De plus, toujours introduit par la loi « Grenelle », l’article L.111-10-2 du Code de la construction et de l’habitation dispose qu’à « l’issue de l’achèvement des travaux de réhabilitation thermique de bâtiments existants […], le maître d’ouvrage fournit à l’autorité qui a délivré l’autorisation de construire un document attestant que la réglementation thermique a été prise en compte par le maître d’œuvre ou, en son absence, par le maître d’ouvrage ».
1) Le contrat de louage d’ouvrage classique
Ces deux obligations notables ont une influence certaine sur le contrat d’entreprise dans le domaine de la construction. En effet, les parties à ce type de contrat sont libres de le rédiger comme bon leur semble, d’y inclure des obligations que la loi ne prévoit pas mais ce, dans la limite des dispositions d’ordre public auxquels le contrat ne peut déroger ou contrevenir. En conséquence, les obligations précitées constituant des dispositions d’ordre public au vue de la force et de la valeur donnée au texte par le législateur, elles doivent être intégrées au contrat de louage d’ouvrage, ce qui n’était éventuellement le cas auparavant que si les parties le souhaitaient. A titre d’exemple, l’attestation de prise en compte de la réglementation thermique et les diverses annexes au contrat devront incorporer les normes prévues par la loi, les transformant en stipulation contractuelle et donc en norme de droit privé dont la violation pourra être sanctionnée civilement en sus des sanctions pénales prévues.

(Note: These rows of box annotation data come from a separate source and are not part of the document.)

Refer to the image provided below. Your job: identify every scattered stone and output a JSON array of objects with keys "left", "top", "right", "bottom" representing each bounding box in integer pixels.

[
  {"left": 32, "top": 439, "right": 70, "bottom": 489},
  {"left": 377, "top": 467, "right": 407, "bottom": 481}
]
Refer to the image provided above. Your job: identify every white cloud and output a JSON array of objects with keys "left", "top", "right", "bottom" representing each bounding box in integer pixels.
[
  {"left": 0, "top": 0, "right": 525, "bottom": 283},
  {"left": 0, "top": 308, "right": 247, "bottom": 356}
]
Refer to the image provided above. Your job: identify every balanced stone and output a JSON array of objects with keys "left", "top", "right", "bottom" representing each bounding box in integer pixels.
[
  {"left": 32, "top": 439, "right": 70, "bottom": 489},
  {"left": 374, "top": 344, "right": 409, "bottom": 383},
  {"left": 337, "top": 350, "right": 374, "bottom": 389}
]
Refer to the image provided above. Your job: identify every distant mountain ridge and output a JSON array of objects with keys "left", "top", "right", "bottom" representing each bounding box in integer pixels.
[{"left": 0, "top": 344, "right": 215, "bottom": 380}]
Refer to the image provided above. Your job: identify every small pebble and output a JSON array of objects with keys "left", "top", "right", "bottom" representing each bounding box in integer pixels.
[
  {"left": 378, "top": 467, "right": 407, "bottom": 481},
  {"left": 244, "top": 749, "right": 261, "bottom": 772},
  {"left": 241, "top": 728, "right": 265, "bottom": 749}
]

Ainsi, dès l’origine et durant toute la réalisation du contrat, les constructeurs seront soumise à l’obligation légale devenue stipulation contractuelle de performance énergétique et en conséquence à fournir un ouvrage conforme à ces stipulations et par extension au cahier des clauses techniques particulières de l’architecte ou à la notice descriptive. Toute violation de ces annexes relatives entre autres à la performance énergétique relève ici du régime du défaut de conformité.

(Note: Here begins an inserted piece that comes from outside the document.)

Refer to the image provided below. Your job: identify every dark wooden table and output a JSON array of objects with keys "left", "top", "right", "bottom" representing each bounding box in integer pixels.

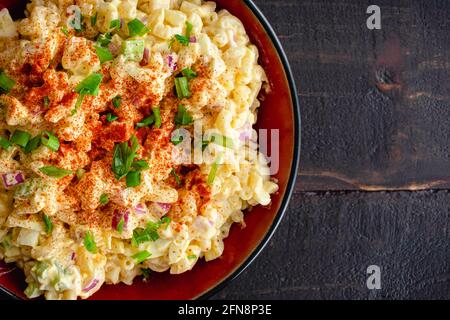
[{"left": 214, "top": 0, "right": 450, "bottom": 299}]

L’inconvénient du défaut de conformité réside dans son caractère apparent ou non au moment de la réception des travaux, caractère dont dépendra, avec la notification de réserves, la nature de la responsabilité engagée par le maître d’ouvrage lors de l’introduction de son action, à savoir de droit commun ou spécifique des constructeurs.
Néanmoins, par l’introduction de l’obligation de la fourniture d’une attestation de prise en compte de la réglementation thermique, le législateur a offert au maître d’ouvrage un outil supplémentaire afin de constater l’éventuel défaut. En premier lieu, si aucune attestation n’est rédigée, cette carence constituera en elle-même un défaut de conformité si le maître d’œuvre était responsable de sa rédaction. Ensuite, si elle est effectivement rédigée cette fois par le maître d’ouvrage, elle sera jointe à la déclaration d’achèvement des travaux, c'est-à-dire qu’elle sera effectuée nécessairement préalablement aux opérations de réception et que son rédacteur vérifiera en toute logique la performance énergétique réelle de l’ouvrage. Le maître d’ouvrage sera donc très certainement en mesure de constater les défauts de conformité apparents et d’émettre les réserves afférentes par la suite, dans la mesure où les contrôles auront été réalisés de façon efficiente.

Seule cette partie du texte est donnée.